10月20日(土)から28日(日)に開催する第25回東京国際映画祭のコンペティション国際審査委員長に、ロジャー・コーマン氏が決定致しました。

コーマン氏は、60 年近くのキャリアの中で550 以上の作品を製作し、50 以上の作品を監督。2009年「映画と映画人への多大なる貢献」を認められ、映画芸術科学アカデミーからアカデミー名誉賞を授与されたハリウッドでもっとも才能に溢れた影響力のある映画製作者の一人です。また、若手を積極的に起用し、彼の下からはフランシス・フォード・コッポラ、マーティン・スコセッシ、ジェームズ・キャメロンといった数多くの映画監督や、ジャック・ニコルソンら有名俳優が輩出されました。世界にも広く目を向けアカデミー賞受賞作を含むイングマール・ベルイマン、フランソワ・トリュフォー、フェデリコ・フェリーニらの名作を米国配給したことでも有名。黒澤明監督とは『デルス・ウザーラ』の米国公開を手掛けたことから親交が深かったといいます。
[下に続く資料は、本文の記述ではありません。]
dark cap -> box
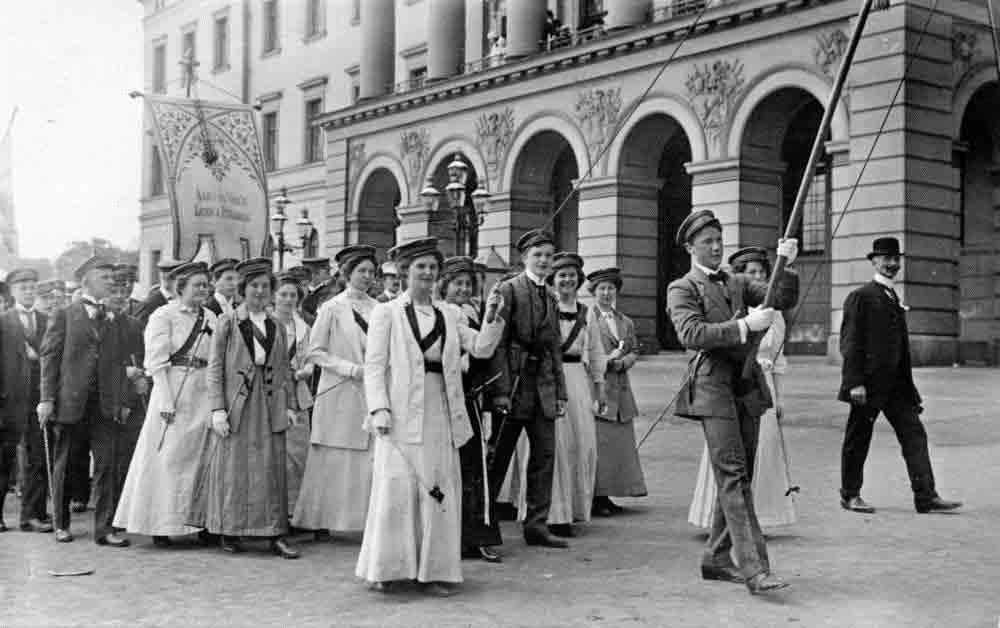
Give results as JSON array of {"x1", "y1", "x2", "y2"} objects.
[
  {"x1": 388, "y1": 237, "x2": 443, "y2": 267},
  {"x1": 867, "y1": 237, "x2": 903, "y2": 260},
  {"x1": 112, "y1": 263, "x2": 138, "y2": 280},
  {"x1": 167, "y1": 261, "x2": 209, "y2": 282},
  {"x1": 442, "y1": 256, "x2": 476, "y2": 280},
  {"x1": 286, "y1": 265, "x2": 311, "y2": 282},
  {"x1": 236, "y1": 257, "x2": 274, "y2": 281},
  {"x1": 156, "y1": 257, "x2": 184, "y2": 273},
  {"x1": 334, "y1": 245, "x2": 377, "y2": 275},
  {"x1": 516, "y1": 229, "x2": 556, "y2": 253},
  {"x1": 676, "y1": 210, "x2": 722, "y2": 246},
  {"x1": 547, "y1": 252, "x2": 584, "y2": 286},
  {"x1": 728, "y1": 246, "x2": 768, "y2": 270},
  {"x1": 6, "y1": 267, "x2": 39, "y2": 285},
  {"x1": 301, "y1": 256, "x2": 330, "y2": 268},
  {"x1": 36, "y1": 279, "x2": 58, "y2": 296},
  {"x1": 586, "y1": 267, "x2": 623, "y2": 293},
  {"x1": 75, "y1": 256, "x2": 116, "y2": 281},
  {"x1": 209, "y1": 257, "x2": 240, "y2": 278}
]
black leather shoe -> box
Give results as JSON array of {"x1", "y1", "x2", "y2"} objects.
[
  {"x1": 270, "y1": 538, "x2": 300, "y2": 559},
  {"x1": 496, "y1": 503, "x2": 518, "y2": 521},
  {"x1": 840, "y1": 496, "x2": 876, "y2": 513},
  {"x1": 314, "y1": 529, "x2": 332, "y2": 542},
  {"x1": 197, "y1": 530, "x2": 218, "y2": 546},
  {"x1": 220, "y1": 536, "x2": 244, "y2": 553},
  {"x1": 153, "y1": 536, "x2": 173, "y2": 548},
  {"x1": 916, "y1": 497, "x2": 962, "y2": 514},
  {"x1": 746, "y1": 572, "x2": 789, "y2": 595},
  {"x1": 548, "y1": 523, "x2": 576, "y2": 538},
  {"x1": 524, "y1": 528, "x2": 569, "y2": 548},
  {"x1": 55, "y1": 528, "x2": 74, "y2": 543},
  {"x1": 96, "y1": 533, "x2": 131, "y2": 548},
  {"x1": 20, "y1": 518, "x2": 54, "y2": 533},
  {"x1": 70, "y1": 500, "x2": 88, "y2": 514},
  {"x1": 462, "y1": 546, "x2": 502, "y2": 562},
  {"x1": 0, "y1": 519, "x2": 7, "y2": 532},
  {"x1": 701, "y1": 564, "x2": 745, "y2": 584}
]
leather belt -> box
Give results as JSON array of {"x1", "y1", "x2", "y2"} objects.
[
  {"x1": 562, "y1": 354, "x2": 582, "y2": 363},
  {"x1": 170, "y1": 355, "x2": 207, "y2": 369},
  {"x1": 424, "y1": 361, "x2": 444, "y2": 374}
]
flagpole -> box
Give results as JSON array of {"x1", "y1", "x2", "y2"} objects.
[{"x1": 1, "y1": 107, "x2": 17, "y2": 145}]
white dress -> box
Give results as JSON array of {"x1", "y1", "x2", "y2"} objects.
[
  {"x1": 113, "y1": 302, "x2": 215, "y2": 536},
  {"x1": 355, "y1": 304, "x2": 463, "y2": 584},
  {"x1": 688, "y1": 312, "x2": 797, "y2": 528}
]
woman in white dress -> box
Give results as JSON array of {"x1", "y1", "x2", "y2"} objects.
[
  {"x1": 273, "y1": 272, "x2": 314, "y2": 515},
  {"x1": 294, "y1": 245, "x2": 378, "y2": 539},
  {"x1": 356, "y1": 237, "x2": 504, "y2": 597},
  {"x1": 688, "y1": 247, "x2": 797, "y2": 529},
  {"x1": 516, "y1": 252, "x2": 606, "y2": 537},
  {"x1": 114, "y1": 262, "x2": 216, "y2": 547}
]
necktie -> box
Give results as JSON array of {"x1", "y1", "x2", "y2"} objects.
[
  {"x1": 26, "y1": 311, "x2": 36, "y2": 338},
  {"x1": 707, "y1": 270, "x2": 728, "y2": 284}
]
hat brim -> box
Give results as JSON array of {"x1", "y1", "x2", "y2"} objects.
[{"x1": 866, "y1": 251, "x2": 904, "y2": 260}]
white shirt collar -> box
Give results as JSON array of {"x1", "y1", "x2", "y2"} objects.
[
  {"x1": 873, "y1": 273, "x2": 895, "y2": 290},
  {"x1": 15, "y1": 303, "x2": 32, "y2": 315},
  {"x1": 214, "y1": 292, "x2": 230, "y2": 305},
  {"x1": 692, "y1": 260, "x2": 721, "y2": 277},
  {"x1": 524, "y1": 269, "x2": 547, "y2": 286},
  {"x1": 160, "y1": 286, "x2": 173, "y2": 300}
]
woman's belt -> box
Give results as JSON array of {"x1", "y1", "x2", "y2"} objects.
[
  {"x1": 562, "y1": 354, "x2": 582, "y2": 363},
  {"x1": 170, "y1": 355, "x2": 207, "y2": 369},
  {"x1": 424, "y1": 361, "x2": 444, "y2": 373}
]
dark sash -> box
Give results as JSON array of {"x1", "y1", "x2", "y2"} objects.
[
  {"x1": 169, "y1": 307, "x2": 206, "y2": 363},
  {"x1": 288, "y1": 320, "x2": 298, "y2": 361},
  {"x1": 353, "y1": 308, "x2": 369, "y2": 334},
  {"x1": 405, "y1": 302, "x2": 445, "y2": 354},
  {"x1": 559, "y1": 304, "x2": 588, "y2": 355}
]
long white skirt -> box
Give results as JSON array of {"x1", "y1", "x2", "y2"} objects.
[
  {"x1": 293, "y1": 442, "x2": 373, "y2": 533},
  {"x1": 355, "y1": 373, "x2": 463, "y2": 584},
  {"x1": 517, "y1": 362, "x2": 595, "y2": 524}
]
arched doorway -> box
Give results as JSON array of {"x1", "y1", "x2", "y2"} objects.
[
  {"x1": 428, "y1": 153, "x2": 480, "y2": 258},
  {"x1": 740, "y1": 88, "x2": 830, "y2": 355},
  {"x1": 957, "y1": 81, "x2": 1000, "y2": 363},
  {"x1": 355, "y1": 167, "x2": 401, "y2": 258},
  {"x1": 509, "y1": 130, "x2": 580, "y2": 256},
  {"x1": 618, "y1": 114, "x2": 692, "y2": 350}
]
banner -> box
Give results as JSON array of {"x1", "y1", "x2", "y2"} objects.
[
  {"x1": 144, "y1": 95, "x2": 268, "y2": 261},
  {"x1": 0, "y1": 109, "x2": 18, "y2": 267}
]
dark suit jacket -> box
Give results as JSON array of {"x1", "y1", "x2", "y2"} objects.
[
  {"x1": 0, "y1": 309, "x2": 47, "y2": 432},
  {"x1": 667, "y1": 266, "x2": 799, "y2": 420},
  {"x1": 100, "y1": 313, "x2": 146, "y2": 422},
  {"x1": 838, "y1": 281, "x2": 920, "y2": 409},
  {"x1": 136, "y1": 287, "x2": 169, "y2": 326},
  {"x1": 302, "y1": 280, "x2": 339, "y2": 319},
  {"x1": 40, "y1": 302, "x2": 138, "y2": 424},
  {"x1": 491, "y1": 273, "x2": 566, "y2": 420}
]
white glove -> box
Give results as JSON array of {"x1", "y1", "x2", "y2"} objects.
[
  {"x1": 777, "y1": 238, "x2": 798, "y2": 265},
  {"x1": 744, "y1": 307, "x2": 776, "y2": 332},
  {"x1": 211, "y1": 410, "x2": 231, "y2": 438}
]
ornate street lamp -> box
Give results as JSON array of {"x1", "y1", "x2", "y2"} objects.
[
  {"x1": 420, "y1": 179, "x2": 441, "y2": 213},
  {"x1": 296, "y1": 206, "x2": 317, "y2": 258},
  {"x1": 270, "y1": 187, "x2": 291, "y2": 270}
]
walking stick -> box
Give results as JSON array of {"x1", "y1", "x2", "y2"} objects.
[
  {"x1": 777, "y1": 419, "x2": 800, "y2": 497},
  {"x1": 157, "y1": 321, "x2": 209, "y2": 451},
  {"x1": 41, "y1": 422, "x2": 95, "y2": 577},
  {"x1": 469, "y1": 371, "x2": 503, "y2": 526}
]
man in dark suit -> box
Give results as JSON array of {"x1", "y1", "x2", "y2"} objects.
[
  {"x1": 204, "y1": 258, "x2": 239, "y2": 316},
  {"x1": 300, "y1": 256, "x2": 339, "y2": 319},
  {"x1": 838, "y1": 237, "x2": 961, "y2": 515},
  {"x1": 0, "y1": 269, "x2": 53, "y2": 533},
  {"x1": 667, "y1": 210, "x2": 799, "y2": 594},
  {"x1": 136, "y1": 258, "x2": 182, "y2": 326},
  {"x1": 488, "y1": 229, "x2": 568, "y2": 549},
  {"x1": 38, "y1": 256, "x2": 138, "y2": 546}
]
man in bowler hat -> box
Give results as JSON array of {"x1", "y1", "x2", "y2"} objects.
[
  {"x1": 667, "y1": 209, "x2": 800, "y2": 594},
  {"x1": 838, "y1": 237, "x2": 961, "y2": 515}
]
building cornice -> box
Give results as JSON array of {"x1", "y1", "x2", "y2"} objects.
[{"x1": 316, "y1": 0, "x2": 848, "y2": 134}]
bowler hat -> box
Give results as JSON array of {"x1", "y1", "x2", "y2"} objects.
[
  {"x1": 676, "y1": 210, "x2": 722, "y2": 246},
  {"x1": 867, "y1": 237, "x2": 903, "y2": 260}
]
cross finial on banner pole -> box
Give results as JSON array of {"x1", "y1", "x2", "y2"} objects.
[{"x1": 179, "y1": 48, "x2": 199, "y2": 98}]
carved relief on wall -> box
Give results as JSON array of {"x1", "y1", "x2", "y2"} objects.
[
  {"x1": 814, "y1": 30, "x2": 849, "y2": 77},
  {"x1": 952, "y1": 27, "x2": 979, "y2": 84},
  {"x1": 684, "y1": 59, "x2": 745, "y2": 150},
  {"x1": 399, "y1": 128, "x2": 430, "y2": 194},
  {"x1": 347, "y1": 140, "x2": 366, "y2": 176},
  {"x1": 474, "y1": 107, "x2": 515, "y2": 187},
  {"x1": 574, "y1": 86, "x2": 623, "y2": 162}
]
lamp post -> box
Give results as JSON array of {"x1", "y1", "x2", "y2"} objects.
[
  {"x1": 296, "y1": 206, "x2": 316, "y2": 258},
  {"x1": 270, "y1": 187, "x2": 291, "y2": 270},
  {"x1": 442, "y1": 154, "x2": 490, "y2": 257}
]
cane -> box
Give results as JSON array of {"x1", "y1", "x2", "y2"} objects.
[
  {"x1": 776, "y1": 414, "x2": 800, "y2": 496},
  {"x1": 41, "y1": 422, "x2": 95, "y2": 577},
  {"x1": 469, "y1": 372, "x2": 503, "y2": 526},
  {"x1": 157, "y1": 322, "x2": 209, "y2": 451}
]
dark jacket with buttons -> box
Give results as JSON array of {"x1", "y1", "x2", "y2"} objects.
[
  {"x1": 207, "y1": 304, "x2": 293, "y2": 434},
  {"x1": 838, "y1": 281, "x2": 920, "y2": 409}
]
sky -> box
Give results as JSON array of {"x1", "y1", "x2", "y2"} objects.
[{"x1": 1, "y1": 2, "x2": 144, "y2": 260}]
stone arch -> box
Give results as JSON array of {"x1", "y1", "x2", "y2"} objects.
[
  {"x1": 606, "y1": 93, "x2": 708, "y2": 175},
  {"x1": 500, "y1": 111, "x2": 590, "y2": 191},
  {"x1": 726, "y1": 65, "x2": 849, "y2": 159},
  {"x1": 421, "y1": 136, "x2": 490, "y2": 191},
  {"x1": 350, "y1": 153, "x2": 408, "y2": 256},
  {"x1": 350, "y1": 153, "x2": 410, "y2": 217},
  {"x1": 953, "y1": 62, "x2": 998, "y2": 140}
]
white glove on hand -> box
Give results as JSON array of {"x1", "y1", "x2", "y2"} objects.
[
  {"x1": 211, "y1": 410, "x2": 231, "y2": 438},
  {"x1": 744, "y1": 307, "x2": 776, "y2": 332},
  {"x1": 777, "y1": 238, "x2": 798, "y2": 265}
]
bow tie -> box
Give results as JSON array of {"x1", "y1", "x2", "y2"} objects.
[{"x1": 707, "y1": 270, "x2": 728, "y2": 283}]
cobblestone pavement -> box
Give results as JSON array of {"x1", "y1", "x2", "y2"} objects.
[{"x1": 2, "y1": 356, "x2": 998, "y2": 628}]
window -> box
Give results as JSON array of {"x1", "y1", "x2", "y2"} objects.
[
  {"x1": 346, "y1": 64, "x2": 360, "y2": 103},
  {"x1": 304, "y1": 98, "x2": 323, "y2": 163},
  {"x1": 351, "y1": 83, "x2": 360, "y2": 103},
  {"x1": 153, "y1": 42, "x2": 167, "y2": 93},
  {"x1": 182, "y1": 28, "x2": 196, "y2": 62},
  {"x1": 409, "y1": 66, "x2": 427, "y2": 89},
  {"x1": 151, "y1": 145, "x2": 165, "y2": 196},
  {"x1": 240, "y1": 238, "x2": 251, "y2": 259},
  {"x1": 801, "y1": 163, "x2": 830, "y2": 253},
  {"x1": 262, "y1": 0, "x2": 280, "y2": 54},
  {"x1": 351, "y1": 0, "x2": 360, "y2": 24},
  {"x1": 305, "y1": 0, "x2": 325, "y2": 38},
  {"x1": 213, "y1": 14, "x2": 229, "y2": 70},
  {"x1": 151, "y1": 250, "x2": 162, "y2": 283},
  {"x1": 262, "y1": 112, "x2": 278, "y2": 171}
]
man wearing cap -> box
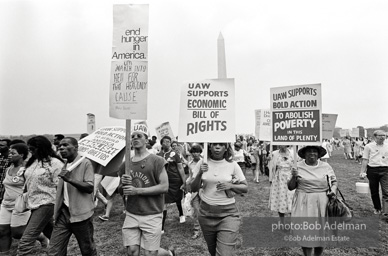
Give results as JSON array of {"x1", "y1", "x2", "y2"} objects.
[
  {"x1": 360, "y1": 130, "x2": 388, "y2": 215},
  {"x1": 48, "y1": 137, "x2": 96, "y2": 255},
  {"x1": 119, "y1": 126, "x2": 173, "y2": 256}
]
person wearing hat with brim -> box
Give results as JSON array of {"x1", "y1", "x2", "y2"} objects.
[
  {"x1": 288, "y1": 145, "x2": 338, "y2": 256},
  {"x1": 359, "y1": 130, "x2": 388, "y2": 215}
]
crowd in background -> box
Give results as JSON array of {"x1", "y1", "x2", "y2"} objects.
[{"x1": 0, "y1": 130, "x2": 387, "y2": 256}]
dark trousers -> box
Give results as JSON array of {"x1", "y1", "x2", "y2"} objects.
[
  {"x1": 367, "y1": 166, "x2": 388, "y2": 211},
  {"x1": 17, "y1": 204, "x2": 54, "y2": 256},
  {"x1": 48, "y1": 206, "x2": 97, "y2": 256}
]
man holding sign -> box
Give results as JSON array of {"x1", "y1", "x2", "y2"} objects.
[{"x1": 119, "y1": 128, "x2": 171, "y2": 256}]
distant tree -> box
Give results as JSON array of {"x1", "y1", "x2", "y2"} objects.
[
  {"x1": 379, "y1": 125, "x2": 388, "y2": 132},
  {"x1": 366, "y1": 130, "x2": 374, "y2": 138},
  {"x1": 366, "y1": 125, "x2": 388, "y2": 138},
  {"x1": 333, "y1": 127, "x2": 341, "y2": 138},
  {"x1": 357, "y1": 126, "x2": 365, "y2": 137}
]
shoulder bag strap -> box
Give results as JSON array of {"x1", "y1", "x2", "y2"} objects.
[
  {"x1": 326, "y1": 175, "x2": 332, "y2": 192},
  {"x1": 327, "y1": 174, "x2": 346, "y2": 201},
  {"x1": 336, "y1": 188, "x2": 346, "y2": 202}
]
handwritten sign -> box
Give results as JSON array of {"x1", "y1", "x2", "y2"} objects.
[
  {"x1": 270, "y1": 84, "x2": 322, "y2": 145},
  {"x1": 155, "y1": 122, "x2": 175, "y2": 140},
  {"x1": 255, "y1": 109, "x2": 271, "y2": 141},
  {"x1": 322, "y1": 113, "x2": 338, "y2": 140},
  {"x1": 109, "y1": 5, "x2": 149, "y2": 119},
  {"x1": 178, "y1": 79, "x2": 235, "y2": 142},
  {"x1": 78, "y1": 126, "x2": 126, "y2": 166}
]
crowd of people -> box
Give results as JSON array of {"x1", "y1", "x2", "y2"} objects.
[{"x1": 0, "y1": 129, "x2": 387, "y2": 256}]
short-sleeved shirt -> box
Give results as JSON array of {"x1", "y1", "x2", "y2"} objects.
[
  {"x1": 119, "y1": 154, "x2": 167, "y2": 215},
  {"x1": 233, "y1": 150, "x2": 245, "y2": 163},
  {"x1": 192, "y1": 158, "x2": 246, "y2": 205},
  {"x1": 363, "y1": 141, "x2": 388, "y2": 167},
  {"x1": 294, "y1": 160, "x2": 337, "y2": 193},
  {"x1": 25, "y1": 158, "x2": 63, "y2": 210}
]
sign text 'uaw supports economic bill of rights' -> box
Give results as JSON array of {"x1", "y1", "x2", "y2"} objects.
[
  {"x1": 178, "y1": 79, "x2": 235, "y2": 142},
  {"x1": 110, "y1": 4, "x2": 149, "y2": 119},
  {"x1": 270, "y1": 84, "x2": 322, "y2": 145}
]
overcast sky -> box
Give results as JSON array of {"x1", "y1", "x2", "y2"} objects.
[{"x1": 1, "y1": 0, "x2": 387, "y2": 136}]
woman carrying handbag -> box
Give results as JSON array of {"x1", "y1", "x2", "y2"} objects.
[{"x1": 0, "y1": 143, "x2": 48, "y2": 253}]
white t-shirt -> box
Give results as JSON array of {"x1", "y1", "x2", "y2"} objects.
[
  {"x1": 192, "y1": 158, "x2": 246, "y2": 205},
  {"x1": 63, "y1": 162, "x2": 73, "y2": 207},
  {"x1": 233, "y1": 149, "x2": 245, "y2": 163},
  {"x1": 363, "y1": 141, "x2": 388, "y2": 167}
]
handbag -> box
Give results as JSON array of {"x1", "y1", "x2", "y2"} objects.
[
  {"x1": 326, "y1": 176, "x2": 353, "y2": 221},
  {"x1": 14, "y1": 192, "x2": 29, "y2": 213},
  {"x1": 181, "y1": 192, "x2": 193, "y2": 217},
  {"x1": 244, "y1": 152, "x2": 252, "y2": 168}
]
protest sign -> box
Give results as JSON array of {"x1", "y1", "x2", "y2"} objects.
[
  {"x1": 87, "y1": 113, "x2": 96, "y2": 134},
  {"x1": 178, "y1": 79, "x2": 235, "y2": 142},
  {"x1": 92, "y1": 148, "x2": 125, "y2": 177},
  {"x1": 78, "y1": 126, "x2": 126, "y2": 166},
  {"x1": 155, "y1": 122, "x2": 175, "y2": 140},
  {"x1": 270, "y1": 84, "x2": 322, "y2": 145},
  {"x1": 322, "y1": 113, "x2": 338, "y2": 140},
  {"x1": 109, "y1": 4, "x2": 149, "y2": 119},
  {"x1": 339, "y1": 129, "x2": 349, "y2": 137},
  {"x1": 351, "y1": 128, "x2": 360, "y2": 138},
  {"x1": 255, "y1": 109, "x2": 271, "y2": 141}
]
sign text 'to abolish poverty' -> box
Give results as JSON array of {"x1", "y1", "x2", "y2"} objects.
[{"x1": 270, "y1": 84, "x2": 322, "y2": 145}]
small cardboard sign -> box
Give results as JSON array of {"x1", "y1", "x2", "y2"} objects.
[
  {"x1": 255, "y1": 109, "x2": 271, "y2": 141},
  {"x1": 351, "y1": 128, "x2": 360, "y2": 138},
  {"x1": 155, "y1": 122, "x2": 175, "y2": 140},
  {"x1": 322, "y1": 113, "x2": 338, "y2": 140}
]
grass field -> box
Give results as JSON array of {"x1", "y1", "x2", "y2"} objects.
[{"x1": 6, "y1": 149, "x2": 388, "y2": 256}]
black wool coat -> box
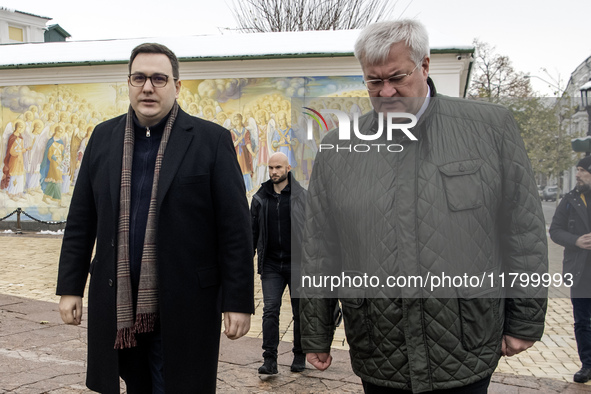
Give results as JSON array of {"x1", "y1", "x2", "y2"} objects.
[{"x1": 56, "y1": 108, "x2": 254, "y2": 393}]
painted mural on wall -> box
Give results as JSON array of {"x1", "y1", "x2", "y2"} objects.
[{"x1": 0, "y1": 76, "x2": 368, "y2": 222}]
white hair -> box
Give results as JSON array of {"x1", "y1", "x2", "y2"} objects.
[{"x1": 354, "y1": 19, "x2": 430, "y2": 67}]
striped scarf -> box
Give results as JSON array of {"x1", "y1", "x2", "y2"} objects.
[{"x1": 114, "y1": 102, "x2": 179, "y2": 349}]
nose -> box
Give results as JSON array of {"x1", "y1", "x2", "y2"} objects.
[
  {"x1": 142, "y1": 77, "x2": 155, "y2": 91},
  {"x1": 378, "y1": 82, "x2": 398, "y2": 97}
]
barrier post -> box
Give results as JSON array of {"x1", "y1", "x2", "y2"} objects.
[{"x1": 16, "y1": 207, "x2": 22, "y2": 235}]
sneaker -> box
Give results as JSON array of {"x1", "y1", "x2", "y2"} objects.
[
  {"x1": 574, "y1": 367, "x2": 591, "y2": 383},
  {"x1": 290, "y1": 353, "x2": 306, "y2": 372},
  {"x1": 258, "y1": 357, "x2": 278, "y2": 375}
]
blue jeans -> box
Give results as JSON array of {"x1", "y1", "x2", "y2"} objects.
[
  {"x1": 119, "y1": 329, "x2": 165, "y2": 394},
  {"x1": 572, "y1": 298, "x2": 591, "y2": 368},
  {"x1": 261, "y1": 260, "x2": 302, "y2": 359}
]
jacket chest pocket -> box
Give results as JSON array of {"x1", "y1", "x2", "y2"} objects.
[{"x1": 438, "y1": 159, "x2": 483, "y2": 211}]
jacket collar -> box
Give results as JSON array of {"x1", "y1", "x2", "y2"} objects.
[
  {"x1": 108, "y1": 105, "x2": 194, "y2": 215},
  {"x1": 259, "y1": 171, "x2": 304, "y2": 197}
]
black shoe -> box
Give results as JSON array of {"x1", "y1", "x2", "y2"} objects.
[
  {"x1": 574, "y1": 367, "x2": 591, "y2": 383},
  {"x1": 290, "y1": 353, "x2": 306, "y2": 372},
  {"x1": 258, "y1": 357, "x2": 278, "y2": 375}
]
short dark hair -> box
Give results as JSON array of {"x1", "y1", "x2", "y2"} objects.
[{"x1": 129, "y1": 43, "x2": 180, "y2": 80}]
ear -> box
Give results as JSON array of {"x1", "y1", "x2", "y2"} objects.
[
  {"x1": 175, "y1": 80, "x2": 182, "y2": 98},
  {"x1": 421, "y1": 56, "x2": 430, "y2": 76}
]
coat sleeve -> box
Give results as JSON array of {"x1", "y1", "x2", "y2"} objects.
[
  {"x1": 549, "y1": 197, "x2": 580, "y2": 248},
  {"x1": 299, "y1": 147, "x2": 340, "y2": 353},
  {"x1": 250, "y1": 197, "x2": 260, "y2": 256},
  {"x1": 56, "y1": 128, "x2": 98, "y2": 297},
  {"x1": 211, "y1": 129, "x2": 255, "y2": 314},
  {"x1": 497, "y1": 109, "x2": 548, "y2": 341}
]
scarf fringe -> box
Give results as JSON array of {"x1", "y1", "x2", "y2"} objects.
[
  {"x1": 134, "y1": 312, "x2": 157, "y2": 334},
  {"x1": 114, "y1": 327, "x2": 137, "y2": 349},
  {"x1": 113, "y1": 313, "x2": 158, "y2": 349}
]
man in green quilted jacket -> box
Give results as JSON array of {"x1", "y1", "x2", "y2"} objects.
[{"x1": 298, "y1": 19, "x2": 548, "y2": 393}]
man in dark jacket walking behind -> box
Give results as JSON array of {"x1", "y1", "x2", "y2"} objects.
[
  {"x1": 550, "y1": 156, "x2": 591, "y2": 383},
  {"x1": 251, "y1": 152, "x2": 307, "y2": 374}
]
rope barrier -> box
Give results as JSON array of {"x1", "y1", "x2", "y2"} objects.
[
  {"x1": 0, "y1": 208, "x2": 66, "y2": 225},
  {"x1": 0, "y1": 209, "x2": 18, "y2": 221}
]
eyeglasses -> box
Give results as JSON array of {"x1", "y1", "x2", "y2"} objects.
[
  {"x1": 128, "y1": 73, "x2": 176, "y2": 88},
  {"x1": 363, "y1": 63, "x2": 420, "y2": 92}
]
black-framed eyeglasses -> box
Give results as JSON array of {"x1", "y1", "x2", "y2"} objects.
[
  {"x1": 128, "y1": 73, "x2": 176, "y2": 88},
  {"x1": 363, "y1": 63, "x2": 420, "y2": 92}
]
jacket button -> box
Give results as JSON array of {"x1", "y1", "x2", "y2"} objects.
[
  {"x1": 459, "y1": 164, "x2": 465, "y2": 172},
  {"x1": 108, "y1": 279, "x2": 113, "y2": 287},
  {"x1": 111, "y1": 239, "x2": 115, "y2": 247}
]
TIFF にも大変ゆかりが深い映画人の一人で、1994 年第7 回東京国際映画祭・京都大会でヤングシネマ・コンペティションの審査委員長を務め、当時長編2 作目のガリン・ヌグロホ監督『天使への手紙』にゴールド賞を授与しました。昨年はコーマン氏のドキュメンタリー『コーマン帝国』が特別招待作品として出品され、第25 回という節目の今年、コンペティション審査委員長として東京の地に戻ってきます。

■■ロジャー・コーマン氏からのオフィシャルメッセージ■■
将来を担うであろう優れたフィルムメーカーのささやかな誕生に立ち会うと、明らかな兆候が感じ取れます。そういった若手の映画製作者には、一種の知性と独創性、そして不断の努力が見られます。彼らの成功を見守り、援助するのは爽快なことです。最後に東京を訪れた時、(私の中で)アジアの映画界の全景が明らかになり、また、多くの将来性のある監督の存在に気づかされました。この度、東京国際映画祭の審査委員長として東京を訪れ、新しい才能を見出す興奮を再び体験することのできる幸運に恵まれました。今年は、これまでと同様に、新たなストーリーテラーたちに感銘を受け、刺激されることでしょう。